Saturday, September 14, 2019

Can Seniors Gain Muscle?

The good news is YES – seniors can add muscle mass just like younger folks!   Several studies have proven that even seniors who have never exercised can increase muscle mass.

A study published in August of 2019 compared rates of protein synthesis (the process by which muscle fiber size is increased) between Endurance-Trained Master Athletes to Untrained Seniors.   The results showed there was NO DIFFERENCE in the muscle building response to resistance training between the two groups!

This was a big surprise to researchers who expected the Master Athletes would have an increased ability to build muscle.    As per the lead researcher Dr.
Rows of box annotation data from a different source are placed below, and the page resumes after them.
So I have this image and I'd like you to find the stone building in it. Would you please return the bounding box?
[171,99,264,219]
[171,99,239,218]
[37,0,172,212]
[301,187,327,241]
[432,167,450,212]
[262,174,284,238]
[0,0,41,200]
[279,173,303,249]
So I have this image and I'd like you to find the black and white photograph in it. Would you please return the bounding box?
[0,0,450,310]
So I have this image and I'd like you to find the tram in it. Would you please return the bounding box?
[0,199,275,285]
Leigh Breen:

“Our study clearly shows that it doesn’t matter if you haven’t been a regular exerciser throughout your life, you can still derive benefit from exercise whenever you start.”

The Benefits of Resistance Training for Older People

Sarcopenia, the loss of muscle with aging, is an inevitable part of growing older and without any intervention you can expect to lose about 15% of your muscle mass between the age of 30 and 80.

This loss of muscle mass is directly related to a person’s ability to maintain an independent lifestyle.     The fact is without adequate muscle mass and the strength it brings people gradually lose their ability to perform activities of daily living including sitting and standing without assistance, walking up and down stairs, and preventing falls when balance is challenged.

So, maintaining muscle mass while we age is VERY important.    Other benefits of resistance training in older folks include:

Improved Walking Ability – a study showed that after 12 weeks of resistance training seniors over age 65 were able to walk 38% further without resting!

Joint Pain Relief – resistance training increases the strength and resilience of muscle, tendons, and ligaments around joints which can take stress off the joints and help ease pain while increasing mobility.

Improved Blood Sugar Control – resistance training also helps to control blood sugar levels in people with Type 2 diabetes.

Improved Mental Health – resistance training also increases your production of key growth factors like Brain Derived Neurotrophic Factor (BDNF).    BDNF is often referred to as “miracle grow” for the brain because of its potent effects on increasing neuron growth.   This helps explain why resistance training helps prevent dementia!